How blockchain can save loot boxes

Modern gaming has made a big journey in terms of visuals, structure, plot, and economy. Games of today are drastically different from the ones, say, 10 years ago.

Back then, games were too costly. In fact, the initial cost of purchasing the game was the main flow of revenue for the companies. However, with new trends and ideas of today, publishers have started a whole new journey.

The majority of modern publishers have made their games totally free. Anyone can get them and play without the requirement to pay a nickel for anything. You might ask: how then do the publishers get profit? From in-game purchases!

With in-game purchases, and more specifically, loot boxes, the game creators have created a completely different source of cash flow which, according to many publishers, is much more lucrative than the previous method.

However, the loot boxes have their own complications. Given their specific characteristics, they have appeared in the regulators’ radars.

In this article, we’ll see what the regulators are so concerned with loot boxes and how blockchain technology can save them.

What’s the problem?

We’ve mentioned that there’s a certain set of characteristics that throw loot boxes into the field of view of governments, but what are they exactly?

In general, regulators are suspicious that this new form of monetization looks a lot like gambling. Now, there’s a certain treatment of gambling in different countries.
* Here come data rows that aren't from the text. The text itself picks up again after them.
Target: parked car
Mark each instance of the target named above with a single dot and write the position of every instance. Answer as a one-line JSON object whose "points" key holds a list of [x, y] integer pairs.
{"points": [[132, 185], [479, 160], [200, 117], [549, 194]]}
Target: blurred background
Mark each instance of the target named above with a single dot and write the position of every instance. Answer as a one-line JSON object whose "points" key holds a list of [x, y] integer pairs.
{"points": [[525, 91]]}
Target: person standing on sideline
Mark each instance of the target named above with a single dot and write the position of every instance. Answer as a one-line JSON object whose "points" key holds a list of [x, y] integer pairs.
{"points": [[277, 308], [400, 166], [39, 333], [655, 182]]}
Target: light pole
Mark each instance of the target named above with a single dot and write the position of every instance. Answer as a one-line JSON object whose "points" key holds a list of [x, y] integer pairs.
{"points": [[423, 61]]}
For example, you can play Australian casino games online and not be susceptible to any legal complications; on the other hand, in certain US states like Washington, Montana, and many others, you might face serious consequences for online gambling.

When it comes to loot boxes, the first issue here is to specify that they’re a form of gambling. When there’s an agreement that they fall into the category, then there might be some milder treatments considering that the publishers admit that themselves.

But what exactly renders this gambling-like nature of loot boxes? First off, there’s an entrance fee. To acquire any kind of loot box, you either have to pay with actual money or you have to reach a certain level of mastery to get them. But, most of the time, they’re acquired with money. This resembles the casino entrance fees and is the first, and probably the most important, step in regulators’ perspective.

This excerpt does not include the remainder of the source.